Royal Wedding Will Make Everything Right

As long as you're happy, that's the main thing
Everything that is wrong with recession-stricken Britain will be instantly rectified next year, on the magical day when an extraordinarily privileged man marries a woman who is so far only moderately privileged, according to all media sources today.

Although the absurdly lucky couple have not yet set a date for what is already being universally hailed as the marriage of the millennium, by the time spring and summer roll around there is expected to be no shortage of freshly-unemployed people to line the streets of London and wish the obscenely-cossetted couple every happiness and comfort denied to themselves.

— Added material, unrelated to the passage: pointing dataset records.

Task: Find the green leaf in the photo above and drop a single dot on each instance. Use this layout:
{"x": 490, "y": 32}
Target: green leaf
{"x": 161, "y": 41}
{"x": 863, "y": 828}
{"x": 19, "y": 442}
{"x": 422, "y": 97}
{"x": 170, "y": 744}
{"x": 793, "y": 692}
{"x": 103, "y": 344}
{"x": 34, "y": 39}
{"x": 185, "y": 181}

Iain Duncan Smith is now hoping to use the royal wedding as a pretext for rushing his drastic benefit reforms through parliament in time to bus every jobless in Britain to London overnight for the joyful day - where they will be issued with a flag to wave and a map showing them where to stand for eight hours, and told that they are being given an opportunity to gain valuable work experience in the corporate PR sector.

Meanwhile, many loyal subjects who fondly think they might still have a job next year are also preparing to be ecstatic, in the unshakeable belief that the sight of a rich playboy marrying a shopaholic socialite clothes-horse will in some unspecified, intangible way make their hollow lives complete and banish all of the nation’s woes forever.

All government departments are now anxiously awaiting the date of the wedding from Buckingham Palace, so they can quietly roll out a raft of unpleasant measures – ranging from draconian to downright punitive - to coincide with the epochal event’s 100% media coverage.